Hamas ha una nuova leadership a Gaza. Li considerate dei partner o dei rivali?
«Hamas ha un programma politico diverso, li abbiamo invitati ad accettare quello dell’Olp. L’Egitto sta tentando di far applicare le intese dell’ottobre 2017 sulla riconciliazione fra noi, per consentirci di assumere le responsabilità a Gaza come già facciamo in Cisgiordania, e tenere elezioni, ma Hamas non ha ancora accettato».
L’Olp ha deciso di ritirare il riconoscimento di Israele, ritiene davvero possibile rinunciare al negoziato per tornare alla lotta armata?

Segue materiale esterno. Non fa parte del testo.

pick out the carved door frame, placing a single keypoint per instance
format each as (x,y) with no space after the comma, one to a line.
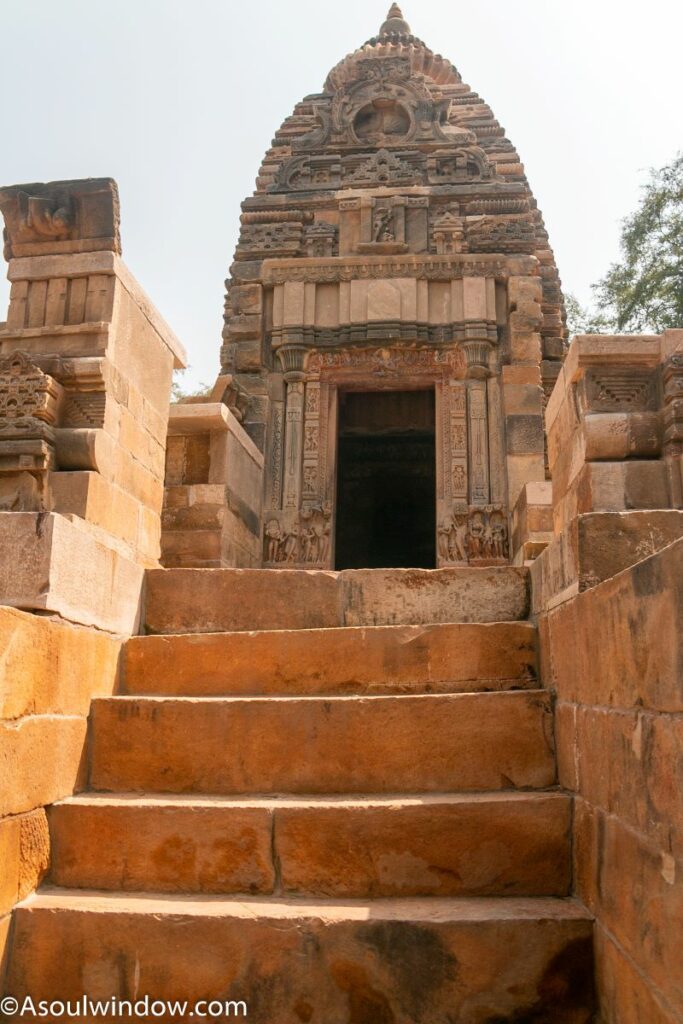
(471,523)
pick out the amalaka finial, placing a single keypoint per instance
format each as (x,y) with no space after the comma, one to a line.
(395,23)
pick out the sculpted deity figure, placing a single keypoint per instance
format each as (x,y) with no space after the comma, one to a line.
(273,536)
(383,224)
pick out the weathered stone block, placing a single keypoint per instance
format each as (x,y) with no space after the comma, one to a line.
(40,573)
(44,759)
(383,659)
(597,546)
(439,846)
(172,845)
(309,958)
(524,434)
(188,601)
(145,743)
(52,668)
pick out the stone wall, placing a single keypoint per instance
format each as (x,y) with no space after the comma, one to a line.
(613,657)
(214,484)
(49,672)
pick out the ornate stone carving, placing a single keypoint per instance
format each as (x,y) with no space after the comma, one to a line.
(298,538)
(381,361)
(672,377)
(424,268)
(501,235)
(466,164)
(449,233)
(271,240)
(26,394)
(29,406)
(383,224)
(304,173)
(321,239)
(60,216)
(611,391)
(382,168)
(475,536)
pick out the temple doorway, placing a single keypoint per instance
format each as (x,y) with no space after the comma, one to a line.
(386,480)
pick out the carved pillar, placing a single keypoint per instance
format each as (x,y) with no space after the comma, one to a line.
(293,360)
(497,461)
(478,441)
(673,425)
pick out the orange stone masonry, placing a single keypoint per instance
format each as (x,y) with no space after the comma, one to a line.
(395,734)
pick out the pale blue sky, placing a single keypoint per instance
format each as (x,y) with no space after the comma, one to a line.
(178,101)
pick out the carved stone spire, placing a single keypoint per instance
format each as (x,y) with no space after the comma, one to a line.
(395,24)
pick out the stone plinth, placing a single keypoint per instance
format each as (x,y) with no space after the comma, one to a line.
(212,503)
(612,428)
(531,521)
(92,343)
(65,566)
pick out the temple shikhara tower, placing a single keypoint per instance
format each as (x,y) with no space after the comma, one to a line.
(350,691)
(392,312)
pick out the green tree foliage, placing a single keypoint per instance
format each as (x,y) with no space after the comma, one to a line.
(643,292)
(581,320)
(179,394)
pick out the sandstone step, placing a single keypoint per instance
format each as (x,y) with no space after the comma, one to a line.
(391,658)
(424,962)
(430,742)
(232,600)
(508,844)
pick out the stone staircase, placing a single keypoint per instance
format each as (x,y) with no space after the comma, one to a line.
(329,795)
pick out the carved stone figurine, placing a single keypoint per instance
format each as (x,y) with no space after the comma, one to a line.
(273,537)
(383,224)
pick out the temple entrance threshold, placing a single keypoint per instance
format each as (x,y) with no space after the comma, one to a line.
(386,480)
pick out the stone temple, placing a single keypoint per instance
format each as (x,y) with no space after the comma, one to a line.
(349,692)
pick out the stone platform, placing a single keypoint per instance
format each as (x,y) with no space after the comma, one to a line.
(331,821)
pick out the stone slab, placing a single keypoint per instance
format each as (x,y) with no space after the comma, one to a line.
(323,744)
(43,759)
(597,546)
(445,657)
(294,961)
(625,635)
(503,844)
(172,845)
(52,668)
(226,600)
(53,564)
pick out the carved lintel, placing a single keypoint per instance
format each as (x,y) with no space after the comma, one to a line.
(421,267)
(54,217)
(26,392)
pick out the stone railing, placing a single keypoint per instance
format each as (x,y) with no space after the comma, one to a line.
(85,379)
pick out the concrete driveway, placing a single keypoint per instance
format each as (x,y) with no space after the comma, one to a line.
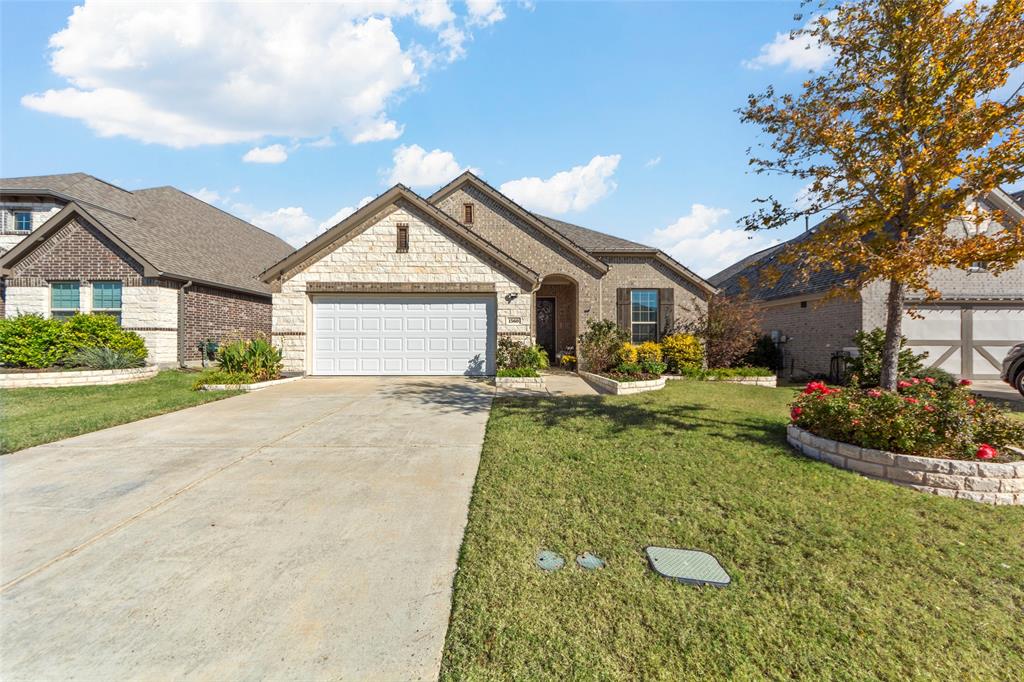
(308,530)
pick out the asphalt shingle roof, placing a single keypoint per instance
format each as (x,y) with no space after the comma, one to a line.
(591,240)
(176,232)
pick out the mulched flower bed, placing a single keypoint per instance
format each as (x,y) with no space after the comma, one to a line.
(922,418)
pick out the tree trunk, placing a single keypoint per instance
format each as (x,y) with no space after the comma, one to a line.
(894,333)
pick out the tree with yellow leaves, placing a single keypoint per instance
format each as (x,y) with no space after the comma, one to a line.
(916,117)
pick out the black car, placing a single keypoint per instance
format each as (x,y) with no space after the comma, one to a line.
(1013,368)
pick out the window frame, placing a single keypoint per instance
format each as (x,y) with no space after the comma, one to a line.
(108,310)
(17,216)
(401,238)
(64,312)
(649,326)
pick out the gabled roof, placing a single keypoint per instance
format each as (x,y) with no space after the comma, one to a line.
(534,220)
(176,235)
(588,244)
(743,275)
(400,193)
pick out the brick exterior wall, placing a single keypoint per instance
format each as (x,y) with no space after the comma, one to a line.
(815,332)
(79,252)
(220,314)
(545,256)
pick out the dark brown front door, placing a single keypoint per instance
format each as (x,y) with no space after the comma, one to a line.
(546,326)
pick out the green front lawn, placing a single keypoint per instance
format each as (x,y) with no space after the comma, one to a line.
(33,416)
(835,576)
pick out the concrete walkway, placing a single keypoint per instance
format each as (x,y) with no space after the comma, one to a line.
(305,531)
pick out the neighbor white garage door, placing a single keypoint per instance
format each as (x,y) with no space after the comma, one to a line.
(966,340)
(403,335)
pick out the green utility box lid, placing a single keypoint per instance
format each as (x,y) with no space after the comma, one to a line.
(689,566)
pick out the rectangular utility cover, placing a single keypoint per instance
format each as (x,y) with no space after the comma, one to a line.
(690,566)
(414,334)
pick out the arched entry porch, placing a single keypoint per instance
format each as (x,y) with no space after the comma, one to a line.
(555,311)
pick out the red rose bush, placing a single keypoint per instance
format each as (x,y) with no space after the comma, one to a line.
(920,418)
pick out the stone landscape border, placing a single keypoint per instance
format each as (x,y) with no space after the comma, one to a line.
(771,382)
(989,482)
(532,383)
(607,385)
(77,377)
(249,387)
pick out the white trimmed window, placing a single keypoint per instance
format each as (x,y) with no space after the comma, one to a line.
(107,299)
(23,221)
(65,299)
(643,314)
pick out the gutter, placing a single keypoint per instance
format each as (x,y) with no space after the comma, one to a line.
(181,323)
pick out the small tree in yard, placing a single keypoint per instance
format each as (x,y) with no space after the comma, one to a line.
(729,328)
(911,123)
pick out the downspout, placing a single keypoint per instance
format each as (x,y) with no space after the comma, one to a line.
(181,323)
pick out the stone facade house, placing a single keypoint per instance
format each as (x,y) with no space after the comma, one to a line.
(168,265)
(413,285)
(967,332)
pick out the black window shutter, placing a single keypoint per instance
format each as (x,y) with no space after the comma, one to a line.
(623,308)
(666,307)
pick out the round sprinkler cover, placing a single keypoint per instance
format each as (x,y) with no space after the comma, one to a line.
(548,560)
(590,561)
(689,566)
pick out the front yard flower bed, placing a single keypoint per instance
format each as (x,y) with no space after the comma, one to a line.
(629,385)
(919,419)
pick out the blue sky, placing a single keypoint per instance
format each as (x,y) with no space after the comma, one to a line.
(620,117)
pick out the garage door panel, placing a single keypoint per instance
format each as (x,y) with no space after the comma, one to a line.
(450,335)
(981,336)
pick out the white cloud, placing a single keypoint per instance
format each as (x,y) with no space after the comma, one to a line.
(274,154)
(700,242)
(323,142)
(201,73)
(208,196)
(801,52)
(573,189)
(484,12)
(418,168)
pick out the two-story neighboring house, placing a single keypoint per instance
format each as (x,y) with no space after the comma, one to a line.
(166,264)
(967,332)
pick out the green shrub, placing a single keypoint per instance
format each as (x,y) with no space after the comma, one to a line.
(513,354)
(940,378)
(599,343)
(649,351)
(31,341)
(865,370)
(725,373)
(626,354)
(214,377)
(916,419)
(104,358)
(517,372)
(256,357)
(682,350)
(98,331)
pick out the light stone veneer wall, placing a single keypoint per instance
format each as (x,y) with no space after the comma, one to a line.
(153,313)
(433,257)
(979,481)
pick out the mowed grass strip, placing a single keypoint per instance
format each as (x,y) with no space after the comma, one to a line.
(34,416)
(835,576)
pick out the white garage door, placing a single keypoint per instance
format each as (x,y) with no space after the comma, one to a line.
(403,335)
(968,340)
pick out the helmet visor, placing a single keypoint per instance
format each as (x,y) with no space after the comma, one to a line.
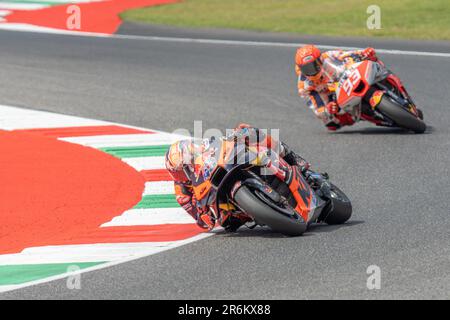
(311,69)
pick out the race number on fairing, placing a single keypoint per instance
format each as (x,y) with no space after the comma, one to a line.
(352,80)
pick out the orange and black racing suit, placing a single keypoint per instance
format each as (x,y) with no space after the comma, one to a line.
(317,92)
(184,191)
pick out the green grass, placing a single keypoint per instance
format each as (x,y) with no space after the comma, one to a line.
(410,19)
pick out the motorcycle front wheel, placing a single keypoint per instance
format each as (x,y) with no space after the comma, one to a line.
(340,207)
(255,206)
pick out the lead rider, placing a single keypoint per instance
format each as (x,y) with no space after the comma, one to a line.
(180,164)
(318,71)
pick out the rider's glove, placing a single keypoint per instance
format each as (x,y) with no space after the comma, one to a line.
(332,108)
(205,221)
(369,53)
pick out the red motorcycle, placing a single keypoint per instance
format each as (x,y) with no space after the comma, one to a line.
(369,91)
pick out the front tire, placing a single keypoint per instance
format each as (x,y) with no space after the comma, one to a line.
(263,214)
(400,116)
(340,207)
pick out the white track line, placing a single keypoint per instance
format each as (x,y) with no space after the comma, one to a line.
(31,28)
(120,140)
(150,217)
(145,163)
(83,253)
(101,266)
(12,118)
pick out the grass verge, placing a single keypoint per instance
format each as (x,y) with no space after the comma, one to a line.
(409,19)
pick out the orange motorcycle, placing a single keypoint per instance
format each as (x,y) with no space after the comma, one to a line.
(250,181)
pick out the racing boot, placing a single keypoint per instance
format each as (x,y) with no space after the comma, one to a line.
(293,158)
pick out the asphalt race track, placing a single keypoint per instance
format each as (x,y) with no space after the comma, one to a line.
(398,182)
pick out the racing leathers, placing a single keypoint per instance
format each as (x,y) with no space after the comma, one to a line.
(318,90)
(184,190)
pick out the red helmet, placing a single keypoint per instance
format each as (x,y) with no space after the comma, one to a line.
(178,158)
(308,60)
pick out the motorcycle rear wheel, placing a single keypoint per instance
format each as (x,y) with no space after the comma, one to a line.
(264,214)
(400,116)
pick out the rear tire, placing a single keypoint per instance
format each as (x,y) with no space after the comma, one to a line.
(265,215)
(400,116)
(341,207)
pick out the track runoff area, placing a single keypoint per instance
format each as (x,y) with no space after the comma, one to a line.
(80,195)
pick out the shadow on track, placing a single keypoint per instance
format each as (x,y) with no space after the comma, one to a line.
(265,232)
(382,131)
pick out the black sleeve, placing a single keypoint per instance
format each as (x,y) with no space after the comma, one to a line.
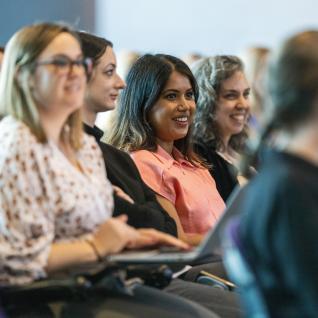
(147,215)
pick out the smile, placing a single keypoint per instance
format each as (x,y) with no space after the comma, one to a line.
(181,119)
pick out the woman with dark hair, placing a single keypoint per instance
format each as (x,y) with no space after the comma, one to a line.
(220,124)
(103,88)
(56,202)
(154,123)
(144,211)
(278,229)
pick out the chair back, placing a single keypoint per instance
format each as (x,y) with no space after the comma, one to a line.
(241,272)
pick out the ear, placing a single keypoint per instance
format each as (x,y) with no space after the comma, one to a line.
(22,77)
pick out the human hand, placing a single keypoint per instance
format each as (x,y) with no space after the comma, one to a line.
(113,235)
(149,237)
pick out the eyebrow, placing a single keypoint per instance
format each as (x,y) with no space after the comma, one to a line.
(234,90)
(65,55)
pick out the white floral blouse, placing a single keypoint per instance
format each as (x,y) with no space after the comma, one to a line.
(45,199)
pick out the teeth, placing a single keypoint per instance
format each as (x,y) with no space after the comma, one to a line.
(182,119)
(239,117)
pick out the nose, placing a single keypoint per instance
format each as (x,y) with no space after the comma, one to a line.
(76,69)
(243,102)
(120,83)
(183,104)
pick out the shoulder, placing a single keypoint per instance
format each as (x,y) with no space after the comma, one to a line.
(16,140)
(111,151)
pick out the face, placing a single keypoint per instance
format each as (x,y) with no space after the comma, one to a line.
(104,85)
(172,114)
(233,105)
(58,89)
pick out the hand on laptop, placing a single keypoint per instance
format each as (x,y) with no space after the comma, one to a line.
(150,237)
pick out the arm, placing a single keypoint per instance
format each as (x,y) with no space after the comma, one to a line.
(192,239)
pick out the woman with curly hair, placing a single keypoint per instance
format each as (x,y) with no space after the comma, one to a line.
(220,125)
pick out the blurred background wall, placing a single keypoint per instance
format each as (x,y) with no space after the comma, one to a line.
(172,26)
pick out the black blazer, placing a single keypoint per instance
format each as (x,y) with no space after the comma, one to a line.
(122,172)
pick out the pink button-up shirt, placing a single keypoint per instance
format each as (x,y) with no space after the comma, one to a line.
(190,189)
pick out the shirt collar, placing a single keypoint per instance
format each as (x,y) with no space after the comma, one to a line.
(169,160)
(94,131)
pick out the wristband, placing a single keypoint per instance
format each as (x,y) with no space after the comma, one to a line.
(91,243)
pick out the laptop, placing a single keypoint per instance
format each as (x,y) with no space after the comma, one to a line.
(209,249)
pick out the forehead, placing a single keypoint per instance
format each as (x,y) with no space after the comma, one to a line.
(237,81)
(178,81)
(108,57)
(64,43)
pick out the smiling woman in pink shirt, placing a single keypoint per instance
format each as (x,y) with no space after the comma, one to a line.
(153,122)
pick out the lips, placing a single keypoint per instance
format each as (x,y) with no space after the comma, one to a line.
(74,87)
(239,117)
(114,96)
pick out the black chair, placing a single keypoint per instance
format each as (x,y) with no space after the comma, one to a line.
(242,274)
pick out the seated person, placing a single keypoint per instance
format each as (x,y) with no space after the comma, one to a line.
(280,220)
(103,87)
(102,90)
(56,202)
(153,121)
(220,124)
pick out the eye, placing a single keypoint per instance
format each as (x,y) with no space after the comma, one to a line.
(171,96)
(230,96)
(190,95)
(247,95)
(109,72)
(61,62)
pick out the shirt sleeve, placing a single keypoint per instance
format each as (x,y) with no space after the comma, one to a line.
(155,175)
(26,227)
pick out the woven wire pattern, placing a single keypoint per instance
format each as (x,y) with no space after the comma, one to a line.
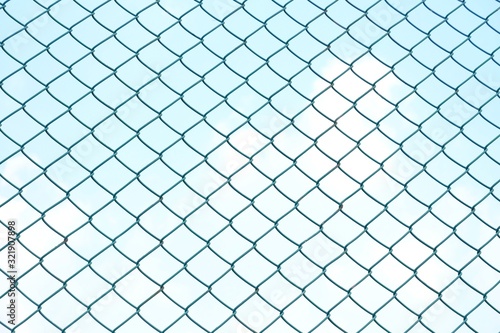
(252,166)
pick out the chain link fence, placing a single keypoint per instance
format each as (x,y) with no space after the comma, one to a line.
(250,166)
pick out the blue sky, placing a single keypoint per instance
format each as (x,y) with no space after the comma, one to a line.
(233,124)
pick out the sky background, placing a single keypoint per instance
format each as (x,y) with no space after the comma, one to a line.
(309,157)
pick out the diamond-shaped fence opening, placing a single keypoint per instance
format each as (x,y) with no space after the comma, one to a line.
(250,166)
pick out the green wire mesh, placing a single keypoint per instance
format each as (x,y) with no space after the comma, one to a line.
(251,165)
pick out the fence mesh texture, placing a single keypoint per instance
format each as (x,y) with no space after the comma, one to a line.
(250,166)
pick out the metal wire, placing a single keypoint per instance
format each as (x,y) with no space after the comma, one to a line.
(252,166)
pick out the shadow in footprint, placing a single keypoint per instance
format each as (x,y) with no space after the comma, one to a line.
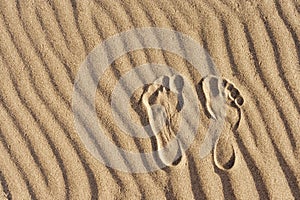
(211,90)
(159,106)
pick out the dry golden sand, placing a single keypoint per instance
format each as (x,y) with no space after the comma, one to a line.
(254,44)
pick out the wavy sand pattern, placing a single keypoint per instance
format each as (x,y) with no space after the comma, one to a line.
(254,44)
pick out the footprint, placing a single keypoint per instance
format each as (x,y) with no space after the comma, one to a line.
(216,90)
(163,101)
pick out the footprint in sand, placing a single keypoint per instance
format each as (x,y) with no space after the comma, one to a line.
(163,101)
(216,90)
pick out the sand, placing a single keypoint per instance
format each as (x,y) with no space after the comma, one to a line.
(255,47)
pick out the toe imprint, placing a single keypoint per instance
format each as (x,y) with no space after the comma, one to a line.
(162,107)
(218,90)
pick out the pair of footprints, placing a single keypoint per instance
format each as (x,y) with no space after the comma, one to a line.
(165,96)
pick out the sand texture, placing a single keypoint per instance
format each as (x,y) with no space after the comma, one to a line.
(255,46)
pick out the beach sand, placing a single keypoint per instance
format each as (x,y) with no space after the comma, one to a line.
(254,46)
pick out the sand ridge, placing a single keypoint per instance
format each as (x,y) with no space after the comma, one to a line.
(254,44)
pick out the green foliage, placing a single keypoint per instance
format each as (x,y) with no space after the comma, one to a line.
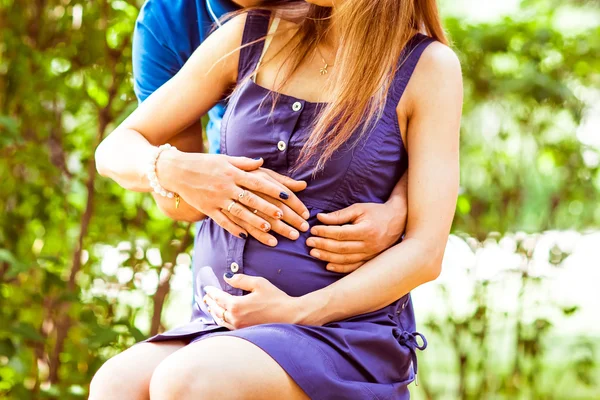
(76,251)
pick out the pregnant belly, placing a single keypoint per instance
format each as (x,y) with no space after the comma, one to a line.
(288,265)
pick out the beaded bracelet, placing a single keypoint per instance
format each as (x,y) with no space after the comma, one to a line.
(153,178)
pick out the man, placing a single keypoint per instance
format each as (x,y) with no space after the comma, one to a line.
(166,34)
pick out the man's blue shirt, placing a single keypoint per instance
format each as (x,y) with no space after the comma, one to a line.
(166,34)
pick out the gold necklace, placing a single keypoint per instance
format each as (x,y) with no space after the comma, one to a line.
(323,70)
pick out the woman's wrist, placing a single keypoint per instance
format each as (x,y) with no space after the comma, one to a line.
(314,308)
(167,168)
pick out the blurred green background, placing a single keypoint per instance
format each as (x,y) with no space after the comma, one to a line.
(87,269)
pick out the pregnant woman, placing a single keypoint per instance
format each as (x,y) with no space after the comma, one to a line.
(336,95)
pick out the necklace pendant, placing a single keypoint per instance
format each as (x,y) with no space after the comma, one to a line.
(323,71)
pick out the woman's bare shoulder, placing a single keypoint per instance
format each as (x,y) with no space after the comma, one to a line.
(438,73)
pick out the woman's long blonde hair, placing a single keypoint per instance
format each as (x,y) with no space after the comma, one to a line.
(373,34)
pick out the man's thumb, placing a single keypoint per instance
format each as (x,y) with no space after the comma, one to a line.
(339,217)
(245,163)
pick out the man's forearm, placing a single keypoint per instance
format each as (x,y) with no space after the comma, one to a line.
(373,286)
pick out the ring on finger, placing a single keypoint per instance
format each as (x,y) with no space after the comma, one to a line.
(230,206)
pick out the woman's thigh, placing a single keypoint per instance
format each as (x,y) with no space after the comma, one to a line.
(222,367)
(127,375)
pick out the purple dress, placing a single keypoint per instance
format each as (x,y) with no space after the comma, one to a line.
(370,356)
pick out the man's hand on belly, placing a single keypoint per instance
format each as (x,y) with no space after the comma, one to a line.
(358,233)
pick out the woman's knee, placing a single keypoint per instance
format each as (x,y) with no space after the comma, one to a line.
(178,378)
(113,379)
(127,375)
(209,368)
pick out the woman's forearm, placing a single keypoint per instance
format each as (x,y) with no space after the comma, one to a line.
(123,157)
(115,159)
(375,285)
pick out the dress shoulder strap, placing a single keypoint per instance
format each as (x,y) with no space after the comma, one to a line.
(253,41)
(406,66)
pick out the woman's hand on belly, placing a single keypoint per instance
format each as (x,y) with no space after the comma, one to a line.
(294,213)
(264,304)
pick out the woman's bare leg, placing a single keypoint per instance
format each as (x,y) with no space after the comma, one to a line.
(127,375)
(222,367)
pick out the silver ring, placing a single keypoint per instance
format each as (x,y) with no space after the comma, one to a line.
(230,206)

«Solo con mezzi politici, diplomatici e pacifici possiamo raggiungere l’obiettivo di libertà e indipendenza. Abbiamo riconosciuto lo Stato di Israele nel 1993, rispettato tutti gli accordi, costruito le nostre istituzioni basandoci sullo Stato di Diritto, combattiamo il terrorismo e restiamo sempre pronti a negoziati. Ma in cambio Israele si è trasformato in uno Stato-apartheid continuando l’occupazione della Palestina, violando gli accordi firmati e le leggi internazionali con le attività degli insediamenti, ed emanando la legge razzista sull’identità dello Stato, rifiutando di riconoscere il nostro Stato e il nostro diritto all’autodeterminazione. Insomma, noi riconosciamo ancora Israele e manteniamo una stretta cooperazione nella sicurezza ma gli chiediamo in cambio di rispettare le intese».
Come presidente palestinese, arrivato a 83 anni di età, che tipo di coesistenza vuole costruire con gli israeliani?
«Non ho mai sospeso il dialogo con tutti gli israeliani e ogni settimana continuo a riceverli. L’unico futuro per i due Stati è vivere in pace e sicurezza, da buoni vicini. La nostra concessione nel 1988 fu di accettare che Israele prendeva il 78% della Palestina storica e noi avremmo creato il nostro Stato sul restante 22%, ovvero Cisgiordania, Gerusalemme Est e Striscia di Gaza occupati nel 1967. Dunque mi chiedo cosa altro vuole Israele».
Le capita mai di pensare a chi potrebbe guidare il governo palestinese dopo di lei, che tipo di successore vorrebbe?
«Un anno fa abbiamo riunito il nostro Consiglio nazionale, eletto i nuovi membri e il comitato esecutivo dell’Olp. Il Fatah, che è il partito più grande, ha fatto lo stesso eleggendo i suoi leader. Dunque, abbiamo le istituzioni per guidare la nazione».
Olp, Fatah e governo palestinese sono espressioni nel nazionalismo arabo che attraversa una fase di declino a causa dell’affermazione dell’Islam politico. Come vede lo scontro fra queste due forze all’interno di più Stati arabi?
«Tutti i palestinesi, uomini o donne, non importa di quale colore o razza, cristiani, musulmani o samaritani, sono uguali davanti alla legge. E vogliamo che ciò continui. Siamo contro l’Islam politico. Lavoriamo duro per combattere il terrorismo nella nostra regione e cooperiamo con molti Stati a tal fine».